A shiny, well-scrubbed, wooden stairway that spiraled in a hundred-eighty-degree turn led them to the second floor, where they took another set of steep stairs. The kitchen lay to the right, not much bigger than their pantry at home. The sink lay under a dormer window, and the sunlight fell directly on a mountain of plates and cups, guarded by a kind of palisade of forks and spoons. There was nothing remarkable here, and yet he took note of the hodgepodge atop the water heater—a collection that included a Fit bottle, egg shampoo, lipstick, a green deodorant from the West, toothbrush and mug—with a precision and clarity as if he were looking for clues, though he couldn't say to what. Gunda Lapin had been the first adult he had ever visited unaccompanied by his mother. Her quarters consisted of two rooms. It was only because half the dividing wall was missing that they were able to sit across from each other, he on a footstool pulled from under a dainty desk and she on the sofa.

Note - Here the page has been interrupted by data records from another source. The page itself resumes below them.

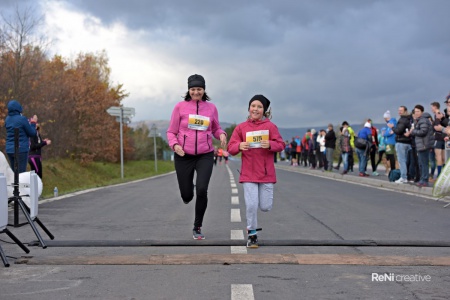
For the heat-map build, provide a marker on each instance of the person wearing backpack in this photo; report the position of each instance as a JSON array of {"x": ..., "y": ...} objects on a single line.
[
  {"x": 402, "y": 142},
  {"x": 364, "y": 134},
  {"x": 424, "y": 138}
]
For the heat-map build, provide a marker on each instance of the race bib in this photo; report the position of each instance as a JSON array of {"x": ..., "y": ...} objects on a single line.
[
  {"x": 197, "y": 122},
  {"x": 254, "y": 138}
]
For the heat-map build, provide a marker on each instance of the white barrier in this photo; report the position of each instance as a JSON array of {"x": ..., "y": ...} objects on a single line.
[{"x": 3, "y": 203}]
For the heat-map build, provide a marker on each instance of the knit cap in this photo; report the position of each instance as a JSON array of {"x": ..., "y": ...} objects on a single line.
[
  {"x": 196, "y": 81},
  {"x": 265, "y": 102}
]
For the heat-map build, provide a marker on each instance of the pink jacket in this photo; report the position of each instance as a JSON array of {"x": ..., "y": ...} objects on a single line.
[
  {"x": 193, "y": 141},
  {"x": 257, "y": 163}
]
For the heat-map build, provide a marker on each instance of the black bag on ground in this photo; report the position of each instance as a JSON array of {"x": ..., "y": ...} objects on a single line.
[
  {"x": 394, "y": 175},
  {"x": 360, "y": 143}
]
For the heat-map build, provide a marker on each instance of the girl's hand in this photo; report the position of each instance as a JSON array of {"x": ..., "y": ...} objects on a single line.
[
  {"x": 244, "y": 146},
  {"x": 178, "y": 150},
  {"x": 265, "y": 144},
  {"x": 223, "y": 140}
]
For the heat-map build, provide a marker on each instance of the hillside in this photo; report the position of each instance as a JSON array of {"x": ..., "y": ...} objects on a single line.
[{"x": 286, "y": 133}]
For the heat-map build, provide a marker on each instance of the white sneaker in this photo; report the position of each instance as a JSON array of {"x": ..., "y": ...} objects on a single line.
[{"x": 401, "y": 180}]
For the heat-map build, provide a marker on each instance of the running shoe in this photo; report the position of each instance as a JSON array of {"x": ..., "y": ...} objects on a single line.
[
  {"x": 197, "y": 233},
  {"x": 252, "y": 241}
]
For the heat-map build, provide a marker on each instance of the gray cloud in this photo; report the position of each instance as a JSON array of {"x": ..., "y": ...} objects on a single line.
[{"x": 318, "y": 61}]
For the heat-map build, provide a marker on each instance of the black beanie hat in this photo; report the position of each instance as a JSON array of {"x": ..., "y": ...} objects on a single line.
[
  {"x": 265, "y": 102},
  {"x": 196, "y": 81}
]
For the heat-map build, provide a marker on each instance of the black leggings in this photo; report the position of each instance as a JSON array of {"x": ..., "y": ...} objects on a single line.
[
  {"x": 380, "y": 156},
  {"x": 35, "y": 165},
  {"x": 391, "y": 159},
  {"x": 185, "y": 167}
]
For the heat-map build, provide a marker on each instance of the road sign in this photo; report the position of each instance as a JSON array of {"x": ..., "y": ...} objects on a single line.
[
  {"x": 123, "y": 115},
  {"x": 116, "y": 111}
]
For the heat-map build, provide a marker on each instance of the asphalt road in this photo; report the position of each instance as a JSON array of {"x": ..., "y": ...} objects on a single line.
[{"x": 129, "y": 220}]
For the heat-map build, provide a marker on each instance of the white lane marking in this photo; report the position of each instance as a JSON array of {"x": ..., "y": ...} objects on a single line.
[
  {"x": 235, "y": 215},
  {"x": 237, "y": 234},
  {"x": 238, "y": 249},
  {"x": 242, "y": 292}
]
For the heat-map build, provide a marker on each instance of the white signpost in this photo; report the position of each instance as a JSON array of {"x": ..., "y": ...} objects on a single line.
[
  {"x": 154, "y": 134},
  {"x": 123, "y": 115}
]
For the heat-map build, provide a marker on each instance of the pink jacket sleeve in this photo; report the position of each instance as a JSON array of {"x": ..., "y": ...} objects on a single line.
[
  {"x": 235, "y": 140},
  {"x": 215, "y": 126},
  {"x": 174, "y": 127},
  {"x": 276, "y": 141}
]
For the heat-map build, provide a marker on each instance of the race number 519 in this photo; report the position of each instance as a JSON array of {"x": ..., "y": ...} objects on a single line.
[{"x": 254, "y": 138}]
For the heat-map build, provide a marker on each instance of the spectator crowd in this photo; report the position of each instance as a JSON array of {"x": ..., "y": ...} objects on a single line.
[{"x": 412, "y": 146}]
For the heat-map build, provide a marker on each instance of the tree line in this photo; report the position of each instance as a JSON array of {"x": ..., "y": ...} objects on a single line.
[{"x": 69, "y": 96}]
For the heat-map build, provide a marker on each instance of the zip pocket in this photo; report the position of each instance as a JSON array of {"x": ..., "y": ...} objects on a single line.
[
  {"x": 207, "y": 141},
  {"x": 184, "y": 140}
]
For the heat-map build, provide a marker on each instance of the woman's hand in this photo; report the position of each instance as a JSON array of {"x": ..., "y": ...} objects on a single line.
[
  {"x": 178, "y": 150},
  {"x": 265, "y": 144},
  {"x": 244, "y": 146},
  {"x": 223, "y": 140}
]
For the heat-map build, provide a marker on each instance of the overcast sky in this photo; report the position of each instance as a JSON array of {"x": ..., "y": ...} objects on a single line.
[{"x": 317, "y": 61}]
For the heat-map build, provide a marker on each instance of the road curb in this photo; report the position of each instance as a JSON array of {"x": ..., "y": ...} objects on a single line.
[{"x": 398, "y": 187}]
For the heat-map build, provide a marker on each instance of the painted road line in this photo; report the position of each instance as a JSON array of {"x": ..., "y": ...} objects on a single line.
[
  {"x": 238, "y": 235},
  {"x": 239, "y": 249},
  {"x": 235, "y": 215},
  {"x": 221, "y": 259},
  {"x": 242, "y": 292}
]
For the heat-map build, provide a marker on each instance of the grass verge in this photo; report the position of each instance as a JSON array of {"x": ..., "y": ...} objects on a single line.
[{"x": 69, "y": 176}]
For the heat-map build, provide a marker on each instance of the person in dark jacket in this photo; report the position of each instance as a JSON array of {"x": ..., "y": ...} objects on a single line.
[
  {"x": 330, "y": 145},
  {"x": 424, "y": 138},
  {"x": 27, "y": 129},
  {"x": 402, "y": 142},
  {"x": 34, "y": 156},
  {"x": 439, "y": 146},
  {"x": 363, "y": 154}
]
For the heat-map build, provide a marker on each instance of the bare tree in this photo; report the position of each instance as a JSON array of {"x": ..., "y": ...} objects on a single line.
[{"x": 21, "y": 51}]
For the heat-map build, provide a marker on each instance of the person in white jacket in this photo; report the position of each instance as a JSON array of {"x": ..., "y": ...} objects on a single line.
[{"x": 321, "y": 155}]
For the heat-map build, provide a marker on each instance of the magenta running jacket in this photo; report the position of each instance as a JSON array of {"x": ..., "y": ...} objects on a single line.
[{"x": 193, "y": 141}]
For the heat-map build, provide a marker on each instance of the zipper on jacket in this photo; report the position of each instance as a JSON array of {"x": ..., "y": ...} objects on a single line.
[
  {"x": 184, "y": 140},
  {"x": 196, "y": 134},
  {"x": 207, "y": 141}
]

He had been afraid his pants might reveal traces of his accident, although before leaving the Toscana he had stuffed his underpants with toilet paper—a scrap of which he had suddenly discovered lying between his feet on the streetcar.

At the moment she was deep into Kurt Tucholsky, Gunda Lapin had said, and Franz Fühmann. He couldn't understand how anyone would voluntarily bother with textbook authors. His German teacher had said Tucholsky could have been another Heine, and Gunda Lapin had, much to his bewilderment, agreed.

Sitting here at her desk, the disappointment he had felt on entering her studio seemed absurd now—as if a house like this could ever have contained a grand hall flooded with light.

Instead he found himself in a low room with heavily draped windows and a pervasive odor that still clung to him. A carpet of splattered paint had led all the way to the paintings and frames that took up the left half of the space.

He had stepped up onto a little dais to the right of the door and sat down on a dark red settee, its back and arms threadbare, and although it had been the obvious and appropriate thing to do, it had likewise seemed both an honor and an act of presumption on his part. Gunda Lapin had spread a sheet over his legs, placed a bowl of fruit and chocolate on a low stool beside his feet, and taken up her position at an easel ten feet away—any greater distance was an impossibility.